Ever since Google realized that people are smarter than they think and began helping their SERP rankings by building their link popularity, the debate has been on about how dedicated they are to controlling it. It’s also a question we deal with quite a bit with people wondering, “Will it affect my relationship with the search engines?”. As you might expect, here at LinkWorth, we are constantly monitoring the topic and making sure everything we do is as effective for the Advertiser as possible, but staying within the guidelines set forth by the search companies.

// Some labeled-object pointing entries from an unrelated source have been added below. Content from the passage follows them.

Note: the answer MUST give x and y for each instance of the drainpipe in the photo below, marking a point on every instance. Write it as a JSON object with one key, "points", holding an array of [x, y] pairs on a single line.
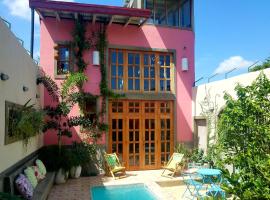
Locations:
{"points": [[32, 32]]}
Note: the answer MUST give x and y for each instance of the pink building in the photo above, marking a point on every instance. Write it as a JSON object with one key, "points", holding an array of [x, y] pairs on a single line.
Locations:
{"points": [[150, 59]]}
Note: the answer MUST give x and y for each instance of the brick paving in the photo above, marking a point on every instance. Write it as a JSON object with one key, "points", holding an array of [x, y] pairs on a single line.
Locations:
{"points": [[79, 189]]}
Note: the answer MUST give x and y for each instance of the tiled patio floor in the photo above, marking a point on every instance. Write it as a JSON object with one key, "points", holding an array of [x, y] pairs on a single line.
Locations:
{"points": [[79, 189]]}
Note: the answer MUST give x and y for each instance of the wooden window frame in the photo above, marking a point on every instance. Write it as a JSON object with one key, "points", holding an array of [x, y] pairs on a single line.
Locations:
{"points": [[57, 60], [142, 78]]}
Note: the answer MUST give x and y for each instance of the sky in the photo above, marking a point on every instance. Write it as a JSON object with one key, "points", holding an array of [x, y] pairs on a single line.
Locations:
{"points": [[228, 34]]}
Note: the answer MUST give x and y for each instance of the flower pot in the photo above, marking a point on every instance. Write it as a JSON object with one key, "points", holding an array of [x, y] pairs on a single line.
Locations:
{"points": [[75, 172], [61, 176]]}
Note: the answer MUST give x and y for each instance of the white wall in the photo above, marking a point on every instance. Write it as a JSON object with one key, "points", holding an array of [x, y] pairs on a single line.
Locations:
{"points": [[217, 90], [18, 65]]}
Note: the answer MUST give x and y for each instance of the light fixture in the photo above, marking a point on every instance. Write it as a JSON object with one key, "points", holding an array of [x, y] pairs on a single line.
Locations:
{"points": [[4, 77], [95, 57], [184, 64], [25, 89], [184, 60]]}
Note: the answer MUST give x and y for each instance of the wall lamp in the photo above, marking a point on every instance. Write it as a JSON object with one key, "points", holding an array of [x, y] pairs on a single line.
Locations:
{"points": [[25, 89], [96, 58], [4, 77]]}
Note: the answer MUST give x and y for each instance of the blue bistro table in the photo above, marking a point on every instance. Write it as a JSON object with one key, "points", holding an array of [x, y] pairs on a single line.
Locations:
{"points": [[212, 179]]}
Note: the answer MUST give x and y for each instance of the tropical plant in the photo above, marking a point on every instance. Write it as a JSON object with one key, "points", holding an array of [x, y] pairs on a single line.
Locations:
{"points": [[21, 122], [244, 138], [264, 65]]}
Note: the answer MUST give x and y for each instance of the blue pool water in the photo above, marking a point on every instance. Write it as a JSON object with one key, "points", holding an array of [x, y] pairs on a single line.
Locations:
{"points": [[124, 192]]}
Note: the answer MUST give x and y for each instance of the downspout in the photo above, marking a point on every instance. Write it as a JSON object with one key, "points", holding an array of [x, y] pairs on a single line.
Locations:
{"points": [[32, 32]]}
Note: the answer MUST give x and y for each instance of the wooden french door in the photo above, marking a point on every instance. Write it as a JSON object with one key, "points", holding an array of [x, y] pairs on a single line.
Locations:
{"points": [[141, 132]]}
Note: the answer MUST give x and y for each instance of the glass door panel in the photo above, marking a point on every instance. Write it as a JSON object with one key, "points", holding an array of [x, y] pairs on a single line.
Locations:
{"points": [[134, 142], [165, 137], [149, 142]]}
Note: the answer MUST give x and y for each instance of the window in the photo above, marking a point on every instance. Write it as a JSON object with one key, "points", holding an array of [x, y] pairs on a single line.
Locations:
{"points": [[63, 59], [170, 12], [117, 70], [135, 71], [185, 11], [149, 72], [164, 73]]}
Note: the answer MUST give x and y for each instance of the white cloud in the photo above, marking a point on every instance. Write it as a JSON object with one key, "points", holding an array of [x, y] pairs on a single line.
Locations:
{"points": [[20, 8], [231, 63]]}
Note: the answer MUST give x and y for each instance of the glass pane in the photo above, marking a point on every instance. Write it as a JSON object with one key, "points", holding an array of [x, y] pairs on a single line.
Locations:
{"points": [[136, 124], [120, 84], [145, 59], [113, 83], [137, 59], [120, 58], [149, 4], [130, 71], [146, 85], [137, 84], [120, 71], [130, 136], [173, 12], [137, 71], [114, 124], [64, 53], [160, 12], [120, 136], [114, 148], [168, 124], [168, 73], [168, 85], [130, 84], [186, 14], [120, 124], [137, 148], [152, 58], [130, 58], [152, 72], [146, 72], [131, 148], [161, 72], [146, 124], [113, 136], [113, 70], [137, 135], [161, 60], [113, 57], [162, 85], [168, 62], [153, 87], [146, 135]]}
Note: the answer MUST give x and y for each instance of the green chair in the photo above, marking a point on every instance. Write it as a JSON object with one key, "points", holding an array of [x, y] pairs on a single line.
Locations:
{"points": [[114, 164], [173, 163]]}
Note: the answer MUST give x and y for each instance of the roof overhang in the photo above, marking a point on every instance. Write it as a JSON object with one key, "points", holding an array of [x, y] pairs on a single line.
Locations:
{"points": [[90, 12]]}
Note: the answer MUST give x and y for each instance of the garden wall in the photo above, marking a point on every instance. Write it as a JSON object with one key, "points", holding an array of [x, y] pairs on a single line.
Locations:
{"points": [[22, 71]]}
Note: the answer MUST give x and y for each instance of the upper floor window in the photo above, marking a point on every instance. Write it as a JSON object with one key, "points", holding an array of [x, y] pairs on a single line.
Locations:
{"points": [[63, 59], [135, 71], [170, 12]]}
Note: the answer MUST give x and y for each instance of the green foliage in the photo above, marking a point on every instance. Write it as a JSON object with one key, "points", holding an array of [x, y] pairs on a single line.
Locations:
{"points": [[6, 196], [51, 87], [21, 122], [244, 138], [264, 65], [72, 81]]}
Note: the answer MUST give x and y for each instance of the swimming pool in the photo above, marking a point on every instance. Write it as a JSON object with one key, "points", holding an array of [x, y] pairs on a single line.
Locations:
{"points": [[123, 192]]}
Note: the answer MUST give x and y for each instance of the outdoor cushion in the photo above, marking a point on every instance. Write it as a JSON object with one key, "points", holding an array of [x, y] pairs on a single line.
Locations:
{"points": [[41, 167], [38, 174], [24, 187], [30, 174]]}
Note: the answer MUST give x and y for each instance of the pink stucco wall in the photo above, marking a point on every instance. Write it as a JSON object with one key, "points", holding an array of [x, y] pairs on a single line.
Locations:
{"points": [[148, 36]]}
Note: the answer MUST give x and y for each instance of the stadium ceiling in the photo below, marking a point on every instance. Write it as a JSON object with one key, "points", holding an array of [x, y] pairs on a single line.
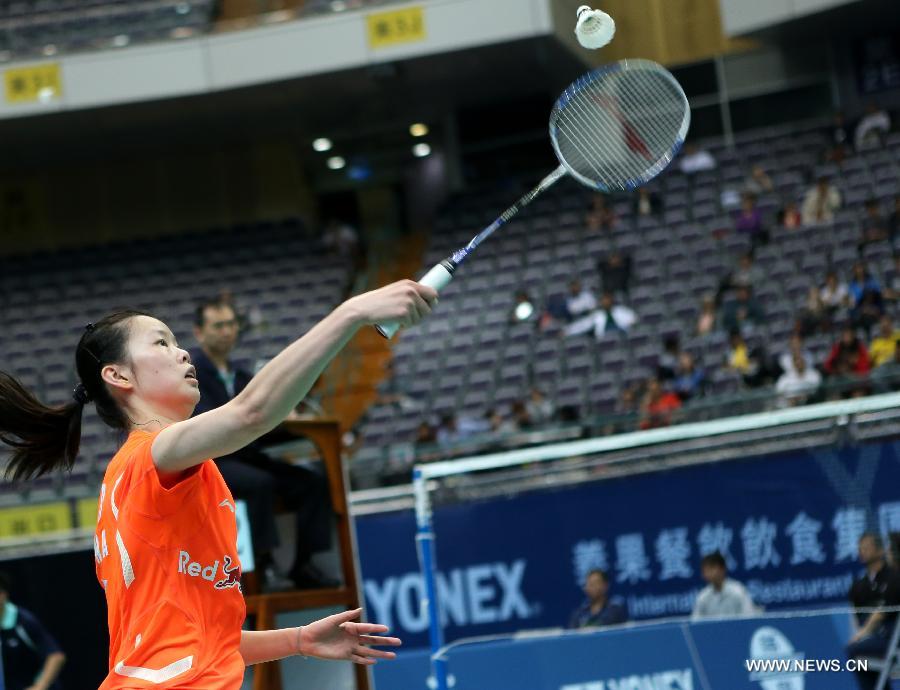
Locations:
{"points": [[373, 103]]}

As I was thinking about the topic today and doing a little net searching, I happened across the main story that broke Google’s ranking system out to the public. The story that bred the term “Google Bombing“. . .Miserable Failure. In case you have yet to hear about this story, bloggers began sharing the same blogroll links which included a link to George W’s bio on whitehouse.gov’s website, with the anchor text of “Miserable Failure”. As more and more bloggers added it to their sites, people began to notice if you searched for the phrase “miserable failure“, the top listing was in fact George W’s bio page. The very page people were linking to. Once people caught on to the trick, the Google Bombing era took off. Here are a few other popular Google bombing campaigns and see where they fair today:

One BIG difference between Google Bombing and text link advertising is relevance. Google bombing happens when there is an indiscriminate number of non-relevant websites with relation to the target site that links to it. Text link advertising is on topic and in some way relevant to the target site linked to. In addition, it’s done to assist advertisers in promoting their website on other similar, relevant websites.

Now back to the question at hand, just how worried is Google about linking? The reason I prefaced the answer with the miserable failure example is, it was one of the first examples of someone manipulating the Google results with links. The search term is completely non-relevant to the top listing, yet, look at the first listing in the Google results for “miserable failure“. If this was such a concern to Google, don’t you think they would have taken care of the single most important leak to their algorithm in their history? So my response is, Google has more important fish to fry in their world. “Sure” they talk about changing algorithm’s to spot paid links, but I think text link advertising is the least of their worries right now.